The ruler of this drowsy kingdom is Drew Ackerman, aka Dearest Scooter, whose podcast Sleep With Me typically ranks somewhere in the Top 50 or so of the most popular subscriptions on iTunes. He also produces Game of Drones, which promises to “fight insomnia with dull recaps” of what is widely regarded as one of the most exciting TV series around. Then there’s Sleep to Strange, in which Ackerman “uses progressive boredom via silly stories to help adults fall asleep.” The titles of these stories include “Former FBLA Reporter Impeached by Model UN,” “A Little Water Globule Trembling With Joy” and “The Geeseman of Oaksterdam.”
Ackerman delivers this material in a rambling, hazy mutter that some observers have characterized as sounding “stoned.” He is very good at this, as a phalanx of five-star iTunes reviews from grateful sleepers attests. Sleep With Me always features a preamble before Ackerman launches into one of his soporific tales. The effect is a bit like being hit on the head by one of those giant mallets employed in old Warner Bros. cartoons; I have yet to make it to the actual story before conking out. Lately, Sleep With Me episodes have kicked off with Ackerman talking about the podcast’s iTunes rating, merch (you can buy T-shirts on his website), and the need for listeners to take some kind of survey. This is by far the most potent segment of the recordings. What could be more narcotic than listening to someone else’s entrepreneurial patter?
What Ackerman most sounds like is one of those unkempt, earnest guys you might have known in college, the sort who was almost always entirely sweet and you would later hear had moved into a yurt in Oregon. However, there remains the slight possibility that such a guy will go off the rails and do something truly terrible, and this keeps Sleep With Me from being the perfectly relaxing sleep aid I desire. Don’t get me wrong: It does the job. But a few times I’ve woken up again while the recording was still playing and been troubled by a nagging sense of dread. Although Sleep With Me is spectacularly boring, it is not as cozy and soothing as I would like.
There are surprisingly few alternatives, in that there are basically two, and both have hit upon a mother lode of lulling material that has, until now, gone untapped: the literary short story. Bedtime Stories: Classic Tales for Sleepy Grownups features fiction in the public domain by the likes of Anton Chekhov and Edith Wharton, but the goofy enthusiasm of narrator Parker Leventer (a yoga teacher and actress) sends too many ripples across the stories’ placid surfaces. Besides, most short stories old enough to be used for free in a podcast are dangerously entertaining; I adore Saki, for example, but laughter seldom segues into slumber.

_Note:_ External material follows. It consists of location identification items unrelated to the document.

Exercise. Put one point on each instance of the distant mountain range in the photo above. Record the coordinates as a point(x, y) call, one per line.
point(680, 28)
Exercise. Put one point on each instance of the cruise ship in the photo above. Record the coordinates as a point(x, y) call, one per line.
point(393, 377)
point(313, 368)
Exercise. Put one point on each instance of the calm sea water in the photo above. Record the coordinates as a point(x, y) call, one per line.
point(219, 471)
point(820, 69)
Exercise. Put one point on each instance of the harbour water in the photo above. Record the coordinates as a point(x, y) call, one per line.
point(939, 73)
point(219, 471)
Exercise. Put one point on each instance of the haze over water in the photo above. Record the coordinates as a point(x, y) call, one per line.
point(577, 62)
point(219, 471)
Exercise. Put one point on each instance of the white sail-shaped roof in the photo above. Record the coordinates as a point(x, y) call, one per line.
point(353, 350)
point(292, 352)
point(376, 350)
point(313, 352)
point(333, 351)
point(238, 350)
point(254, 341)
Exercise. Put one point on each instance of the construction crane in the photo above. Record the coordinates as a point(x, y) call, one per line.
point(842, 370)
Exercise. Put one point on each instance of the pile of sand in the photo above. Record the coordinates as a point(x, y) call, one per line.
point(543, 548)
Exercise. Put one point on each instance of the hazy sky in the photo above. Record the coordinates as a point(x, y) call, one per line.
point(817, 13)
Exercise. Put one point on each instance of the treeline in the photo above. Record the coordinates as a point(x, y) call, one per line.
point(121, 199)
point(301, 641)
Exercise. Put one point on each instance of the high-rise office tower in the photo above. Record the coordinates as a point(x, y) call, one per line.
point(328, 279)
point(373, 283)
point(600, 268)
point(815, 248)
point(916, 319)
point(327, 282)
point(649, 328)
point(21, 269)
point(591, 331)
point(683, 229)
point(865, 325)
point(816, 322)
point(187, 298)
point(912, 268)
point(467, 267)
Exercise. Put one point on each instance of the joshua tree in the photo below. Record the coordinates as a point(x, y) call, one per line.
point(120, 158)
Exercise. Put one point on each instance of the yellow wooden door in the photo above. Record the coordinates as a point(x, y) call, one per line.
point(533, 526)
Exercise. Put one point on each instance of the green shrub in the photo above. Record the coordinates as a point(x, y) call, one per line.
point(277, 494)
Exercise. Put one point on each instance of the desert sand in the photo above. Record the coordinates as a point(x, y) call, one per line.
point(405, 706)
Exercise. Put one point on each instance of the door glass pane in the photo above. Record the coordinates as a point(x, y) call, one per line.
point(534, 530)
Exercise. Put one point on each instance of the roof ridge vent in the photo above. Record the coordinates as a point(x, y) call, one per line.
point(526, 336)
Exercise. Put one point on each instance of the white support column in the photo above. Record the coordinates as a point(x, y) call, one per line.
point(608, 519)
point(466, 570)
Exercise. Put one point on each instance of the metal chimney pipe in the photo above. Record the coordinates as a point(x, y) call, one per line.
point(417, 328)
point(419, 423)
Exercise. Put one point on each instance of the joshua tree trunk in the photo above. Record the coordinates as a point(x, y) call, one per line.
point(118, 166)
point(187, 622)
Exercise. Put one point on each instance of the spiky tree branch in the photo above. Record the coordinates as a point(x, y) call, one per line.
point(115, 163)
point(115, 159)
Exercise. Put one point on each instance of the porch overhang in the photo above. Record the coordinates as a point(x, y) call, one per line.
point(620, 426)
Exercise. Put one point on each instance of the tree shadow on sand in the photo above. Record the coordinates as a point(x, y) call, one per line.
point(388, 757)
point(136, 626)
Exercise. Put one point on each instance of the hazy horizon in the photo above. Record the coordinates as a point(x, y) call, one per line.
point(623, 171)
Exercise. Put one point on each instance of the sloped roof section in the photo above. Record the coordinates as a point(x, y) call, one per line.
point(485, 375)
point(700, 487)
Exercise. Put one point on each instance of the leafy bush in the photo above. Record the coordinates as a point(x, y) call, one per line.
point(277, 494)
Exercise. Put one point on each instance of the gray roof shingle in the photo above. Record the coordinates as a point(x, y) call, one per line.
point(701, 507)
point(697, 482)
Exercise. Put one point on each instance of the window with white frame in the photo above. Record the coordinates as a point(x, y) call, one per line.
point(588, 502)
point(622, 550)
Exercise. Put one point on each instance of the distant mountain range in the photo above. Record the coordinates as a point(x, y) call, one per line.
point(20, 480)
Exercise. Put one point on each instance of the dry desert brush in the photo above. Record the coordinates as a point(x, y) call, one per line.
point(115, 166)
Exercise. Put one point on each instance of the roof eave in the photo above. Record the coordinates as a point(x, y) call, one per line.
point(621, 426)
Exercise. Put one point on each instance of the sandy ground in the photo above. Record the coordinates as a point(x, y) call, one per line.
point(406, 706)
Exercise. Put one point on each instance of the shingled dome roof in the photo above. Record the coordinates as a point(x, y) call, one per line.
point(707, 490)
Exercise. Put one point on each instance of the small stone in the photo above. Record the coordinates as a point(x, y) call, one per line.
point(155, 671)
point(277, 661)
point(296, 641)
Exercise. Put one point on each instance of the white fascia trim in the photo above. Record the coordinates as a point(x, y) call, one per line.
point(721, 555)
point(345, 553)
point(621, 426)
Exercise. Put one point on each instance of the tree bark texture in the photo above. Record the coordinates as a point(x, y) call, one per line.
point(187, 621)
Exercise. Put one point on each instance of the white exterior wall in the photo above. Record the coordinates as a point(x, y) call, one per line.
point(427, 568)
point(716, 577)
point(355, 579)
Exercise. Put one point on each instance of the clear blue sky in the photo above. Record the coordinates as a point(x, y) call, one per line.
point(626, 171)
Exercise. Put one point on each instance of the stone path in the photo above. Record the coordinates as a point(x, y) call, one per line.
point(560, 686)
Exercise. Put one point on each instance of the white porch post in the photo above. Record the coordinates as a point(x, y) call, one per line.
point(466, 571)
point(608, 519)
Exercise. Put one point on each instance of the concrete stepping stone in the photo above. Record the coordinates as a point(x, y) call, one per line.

There are insomniacs who swear by the New Yorker’s fiction podcast, in which celebrated authors read the work of other celebrated authors from the magazine’s archives. Readers beyond counting have complained about the tedium of the classic “New Yorker story”—beautifully written but maddeningly uneventful, exactly the qualities to promise a quick trip to the Land of Nod. But no matter how mild the material chosen, with the New Yorker podcast you still never know who’s going to be reading it to you. The voice might grate or whine or lapse into the unspeakably irritating singsong cadence so many writers have adopted for public readings.
At last I discovered Miette’s Bedtime Story Podcast, narrated by a rather mysterious Welsh-sounding lady who is very partial to James Joyce. This turns out to be an ideal combination. Joyce’s stories aren’t boring, but neither do they make a bid for their reader’s attention. You have to come to them, and if you only make it halfway there, you will find yourself idling in a tranquil realm where lovely sentences patter down on you like a warm, soft rain. The gentle lilt of Miette’s voice is what the babysitters of paradise sound like as they murmur their charges into dreamland.